In a breakthrough development, NVIDIA Research has unveiled Neuralangelo, a cutting-edge AI model that utilizes neural networks for 3D reconstruction. This groundbreaking technology has the remarkable ability to transform 2D video clips into highly detailed 3D structures, generating realistic virtual replicas of real-world objects such as buildings, sculptures, and more.

Similar to the artistic genius of Michelangelo sculpting lifelike visions from blocks of marble, Neuralangelo crafts intricate 3D structures with astonishing detail and texture. These 3D objects can be seamlessly imported into design applications, allowing creative professionals to further enhance and utilize them in various fields including art, video game development, robotics, and industrial digital twins.

What sets Neuralangelo apart from previous methods is its exceptional capability to translate complex material textures—such as roof shingles, glass panes, and smooth marble—from 2D videos into high-quality 3D assets. This advancement surpasses previous techniques and significantly facilitates the rapid creation of usable virtual objects by developers and creative professionals, utilizing smartphone footage.

Ming-Yu Liu, senior director of research and co-author of the paper, commented, "The 3D reconstruction capabilities Neuralangelo offers will be a huge benefit to creators, helping them recreate the real world in the digital realm. This tool will eventually enable developers to import detailed objects, whether they are small statues or massive buildings, into virtual environments for video games or industrial digital twins."

During a captivating demonstration, NVIDIA researchers showcased Neuralangelo's ability to recreate a wide range of objects, from the iconic statue of David by Michelangelo to commonplace items like a flatbed truck. Moreover, the AI model can effectively reconstruct both the interiors and exteriors of buildings, as demonstrated by a detailed 3D model of the park at NVIDIA's Bay Area campus.

Neuralangelo employs instant neural graphics primitives, the underlying technology of NVIDIA Instant NeRF, to accurately capture repetitive texture patterns, homogeneous colors, and strong color variations—addressing previous limitations in AI models for 3D scene reconstruction.

The process begins with the model analyzing a 2D video captured from various angles. It selects several frames that provide different viewpoints, simulating an artist's perspective when considering a subject from multiple sides to grasp its depth, size, and shape. Based on the camera positions of each frame, Neuralangelo's AI generates an initial 3D representation of the scene, analogous to a sculptor chiseling the basic shape of a subject. The model then optimizes the rendering process to refine the details, much like a sculptor carefully carving stone to mimic the texture of fabric or the human figure.

The result is a final 3D object or large-scale scene that finds practical applications in virtual reality environments, digital twins, and robotics development.

NVIDIA Research will showcase Neuralangelo and nearly 30 other projects at the Conference on Computer Vision and Pattern Recognition (CVPR), taking place from June 18th to 22nd in Vancouver. These research papers cover a wide range of topics, including pose estimation, 3D reconstruction, and video generation.

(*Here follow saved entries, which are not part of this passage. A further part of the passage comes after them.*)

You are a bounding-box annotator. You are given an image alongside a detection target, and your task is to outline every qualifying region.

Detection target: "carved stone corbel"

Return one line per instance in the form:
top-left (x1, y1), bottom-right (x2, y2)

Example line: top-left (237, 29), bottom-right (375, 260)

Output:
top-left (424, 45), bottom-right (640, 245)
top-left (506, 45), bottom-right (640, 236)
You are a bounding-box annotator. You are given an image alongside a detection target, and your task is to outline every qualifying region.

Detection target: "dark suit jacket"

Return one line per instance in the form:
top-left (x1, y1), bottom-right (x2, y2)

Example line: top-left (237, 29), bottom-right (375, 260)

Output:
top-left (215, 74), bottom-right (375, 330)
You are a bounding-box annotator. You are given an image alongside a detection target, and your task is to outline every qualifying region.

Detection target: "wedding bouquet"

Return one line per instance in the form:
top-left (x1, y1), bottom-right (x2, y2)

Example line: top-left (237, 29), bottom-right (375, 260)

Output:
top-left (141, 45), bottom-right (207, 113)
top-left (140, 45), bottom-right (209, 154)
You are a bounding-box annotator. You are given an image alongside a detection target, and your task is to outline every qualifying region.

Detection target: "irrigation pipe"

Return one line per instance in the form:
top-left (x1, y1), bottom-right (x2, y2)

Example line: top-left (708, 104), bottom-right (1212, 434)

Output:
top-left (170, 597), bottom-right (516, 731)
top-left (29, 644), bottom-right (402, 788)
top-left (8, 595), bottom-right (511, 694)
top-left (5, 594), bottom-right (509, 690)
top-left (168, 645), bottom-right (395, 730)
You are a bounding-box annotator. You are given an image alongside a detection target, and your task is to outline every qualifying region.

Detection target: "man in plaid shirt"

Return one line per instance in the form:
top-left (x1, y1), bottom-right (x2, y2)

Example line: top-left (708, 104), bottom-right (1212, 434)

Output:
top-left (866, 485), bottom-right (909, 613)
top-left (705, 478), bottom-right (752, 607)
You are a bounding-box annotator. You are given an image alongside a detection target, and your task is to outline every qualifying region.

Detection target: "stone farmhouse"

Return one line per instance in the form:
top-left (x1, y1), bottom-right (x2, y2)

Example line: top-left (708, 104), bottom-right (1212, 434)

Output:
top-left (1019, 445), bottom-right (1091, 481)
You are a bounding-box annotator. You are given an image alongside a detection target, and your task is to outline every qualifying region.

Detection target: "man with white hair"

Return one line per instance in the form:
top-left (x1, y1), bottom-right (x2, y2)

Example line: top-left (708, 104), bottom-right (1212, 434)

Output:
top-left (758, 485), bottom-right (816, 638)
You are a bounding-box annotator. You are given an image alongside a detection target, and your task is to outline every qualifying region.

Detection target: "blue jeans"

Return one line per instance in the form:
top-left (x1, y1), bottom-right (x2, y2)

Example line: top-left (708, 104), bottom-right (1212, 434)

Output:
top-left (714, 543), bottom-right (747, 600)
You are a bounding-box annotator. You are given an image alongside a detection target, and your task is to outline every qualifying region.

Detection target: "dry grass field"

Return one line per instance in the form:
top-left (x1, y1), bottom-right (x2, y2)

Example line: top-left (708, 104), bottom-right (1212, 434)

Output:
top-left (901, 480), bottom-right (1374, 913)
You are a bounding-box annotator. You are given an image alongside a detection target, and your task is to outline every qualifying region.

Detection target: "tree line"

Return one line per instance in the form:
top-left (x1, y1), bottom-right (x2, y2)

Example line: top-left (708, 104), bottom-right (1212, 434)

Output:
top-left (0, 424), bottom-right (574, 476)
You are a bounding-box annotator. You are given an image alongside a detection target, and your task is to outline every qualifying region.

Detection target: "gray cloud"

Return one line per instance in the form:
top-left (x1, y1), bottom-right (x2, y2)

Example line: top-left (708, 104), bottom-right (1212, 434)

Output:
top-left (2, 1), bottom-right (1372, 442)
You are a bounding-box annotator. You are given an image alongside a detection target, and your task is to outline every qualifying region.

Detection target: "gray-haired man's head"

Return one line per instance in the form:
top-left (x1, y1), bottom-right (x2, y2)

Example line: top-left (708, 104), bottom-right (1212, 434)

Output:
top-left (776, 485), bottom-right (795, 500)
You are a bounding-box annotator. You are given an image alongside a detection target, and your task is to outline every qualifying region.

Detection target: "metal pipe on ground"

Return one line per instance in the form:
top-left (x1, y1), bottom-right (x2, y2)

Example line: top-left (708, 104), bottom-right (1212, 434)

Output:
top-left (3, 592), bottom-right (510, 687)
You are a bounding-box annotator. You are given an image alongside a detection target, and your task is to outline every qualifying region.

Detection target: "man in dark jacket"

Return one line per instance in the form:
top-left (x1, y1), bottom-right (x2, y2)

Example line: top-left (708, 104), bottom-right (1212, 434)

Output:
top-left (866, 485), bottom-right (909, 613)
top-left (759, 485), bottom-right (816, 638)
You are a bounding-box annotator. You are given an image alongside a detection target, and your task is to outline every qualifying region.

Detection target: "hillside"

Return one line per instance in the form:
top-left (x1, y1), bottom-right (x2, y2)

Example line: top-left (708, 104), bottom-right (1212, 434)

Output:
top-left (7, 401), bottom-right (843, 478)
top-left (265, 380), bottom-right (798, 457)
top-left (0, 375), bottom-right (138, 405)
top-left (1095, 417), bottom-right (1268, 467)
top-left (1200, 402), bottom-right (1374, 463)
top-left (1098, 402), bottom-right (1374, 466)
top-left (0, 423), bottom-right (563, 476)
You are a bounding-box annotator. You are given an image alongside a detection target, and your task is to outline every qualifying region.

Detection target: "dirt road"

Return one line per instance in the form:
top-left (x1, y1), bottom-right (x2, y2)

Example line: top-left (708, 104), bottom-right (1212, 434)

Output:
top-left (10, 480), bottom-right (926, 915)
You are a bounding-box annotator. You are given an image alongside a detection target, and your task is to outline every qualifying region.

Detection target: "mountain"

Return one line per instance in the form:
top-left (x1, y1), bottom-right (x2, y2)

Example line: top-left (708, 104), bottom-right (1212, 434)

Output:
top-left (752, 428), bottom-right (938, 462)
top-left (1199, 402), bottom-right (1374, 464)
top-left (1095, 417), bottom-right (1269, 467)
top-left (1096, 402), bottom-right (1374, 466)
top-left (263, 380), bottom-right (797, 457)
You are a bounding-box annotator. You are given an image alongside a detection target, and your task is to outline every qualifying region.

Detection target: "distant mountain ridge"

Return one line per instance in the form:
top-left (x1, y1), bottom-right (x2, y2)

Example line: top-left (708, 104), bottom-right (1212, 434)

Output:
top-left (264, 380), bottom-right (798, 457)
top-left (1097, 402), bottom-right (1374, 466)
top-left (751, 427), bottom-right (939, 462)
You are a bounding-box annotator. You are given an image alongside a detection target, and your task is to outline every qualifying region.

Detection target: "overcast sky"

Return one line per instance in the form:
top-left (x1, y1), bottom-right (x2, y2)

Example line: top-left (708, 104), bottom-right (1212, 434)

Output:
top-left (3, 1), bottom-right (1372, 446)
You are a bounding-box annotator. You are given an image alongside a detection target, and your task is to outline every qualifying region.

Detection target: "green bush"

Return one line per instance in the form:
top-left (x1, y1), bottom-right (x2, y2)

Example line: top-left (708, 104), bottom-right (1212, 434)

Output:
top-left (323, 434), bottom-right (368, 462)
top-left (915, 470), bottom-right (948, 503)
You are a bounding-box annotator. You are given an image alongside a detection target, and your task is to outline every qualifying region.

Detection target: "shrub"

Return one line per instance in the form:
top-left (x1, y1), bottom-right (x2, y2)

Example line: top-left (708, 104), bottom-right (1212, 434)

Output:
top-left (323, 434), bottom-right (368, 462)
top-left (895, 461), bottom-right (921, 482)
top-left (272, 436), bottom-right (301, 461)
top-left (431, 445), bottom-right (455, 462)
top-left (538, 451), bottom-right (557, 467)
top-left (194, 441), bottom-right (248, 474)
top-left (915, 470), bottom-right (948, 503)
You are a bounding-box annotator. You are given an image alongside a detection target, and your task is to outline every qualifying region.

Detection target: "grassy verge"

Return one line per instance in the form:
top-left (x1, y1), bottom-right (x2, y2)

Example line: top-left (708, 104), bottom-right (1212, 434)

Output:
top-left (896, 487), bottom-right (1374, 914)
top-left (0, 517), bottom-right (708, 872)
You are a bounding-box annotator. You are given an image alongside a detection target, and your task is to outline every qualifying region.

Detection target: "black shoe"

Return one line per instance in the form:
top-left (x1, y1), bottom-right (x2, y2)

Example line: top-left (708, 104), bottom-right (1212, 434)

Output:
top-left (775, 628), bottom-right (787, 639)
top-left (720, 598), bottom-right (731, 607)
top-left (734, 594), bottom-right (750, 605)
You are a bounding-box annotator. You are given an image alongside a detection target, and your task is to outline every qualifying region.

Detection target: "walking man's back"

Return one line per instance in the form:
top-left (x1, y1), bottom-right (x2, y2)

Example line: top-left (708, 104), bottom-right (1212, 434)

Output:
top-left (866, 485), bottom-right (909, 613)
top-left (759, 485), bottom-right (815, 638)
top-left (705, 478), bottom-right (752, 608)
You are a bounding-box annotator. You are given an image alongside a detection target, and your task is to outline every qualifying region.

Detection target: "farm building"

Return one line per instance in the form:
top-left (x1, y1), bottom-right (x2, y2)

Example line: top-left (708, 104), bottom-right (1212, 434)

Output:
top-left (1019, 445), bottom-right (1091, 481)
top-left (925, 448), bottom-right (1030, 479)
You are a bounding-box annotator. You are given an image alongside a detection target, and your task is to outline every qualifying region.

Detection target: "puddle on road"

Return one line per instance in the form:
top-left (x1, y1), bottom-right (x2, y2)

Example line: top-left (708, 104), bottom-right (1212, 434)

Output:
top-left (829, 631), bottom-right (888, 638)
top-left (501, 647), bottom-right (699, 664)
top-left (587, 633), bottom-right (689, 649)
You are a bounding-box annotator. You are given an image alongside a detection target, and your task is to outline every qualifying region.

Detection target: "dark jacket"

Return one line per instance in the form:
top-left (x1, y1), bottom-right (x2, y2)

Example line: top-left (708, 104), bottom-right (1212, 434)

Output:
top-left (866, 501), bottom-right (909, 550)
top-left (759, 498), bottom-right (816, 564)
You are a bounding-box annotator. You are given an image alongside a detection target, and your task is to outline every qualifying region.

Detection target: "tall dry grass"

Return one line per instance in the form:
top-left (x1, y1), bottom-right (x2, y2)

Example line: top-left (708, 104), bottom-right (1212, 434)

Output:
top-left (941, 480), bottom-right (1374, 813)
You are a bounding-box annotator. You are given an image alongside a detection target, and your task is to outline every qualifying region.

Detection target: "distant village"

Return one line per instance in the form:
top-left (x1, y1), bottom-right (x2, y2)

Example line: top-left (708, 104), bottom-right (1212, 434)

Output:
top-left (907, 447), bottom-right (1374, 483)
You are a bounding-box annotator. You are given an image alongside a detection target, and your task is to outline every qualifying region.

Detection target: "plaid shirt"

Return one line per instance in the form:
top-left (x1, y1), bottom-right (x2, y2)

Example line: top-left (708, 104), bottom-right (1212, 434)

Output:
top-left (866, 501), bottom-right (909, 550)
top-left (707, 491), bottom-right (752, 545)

Among the projects is DiffCollage, a diffusion method that enables the creation of large-scale content, including panoramic landscape orientations, 360-degree views, and looped-motion images. By treating smaller images as sections of a larger visual, similar to assembling a collage, DiffCollage allows diffusion models to generate cohesive-looking large content without requiring training on images of the same scale.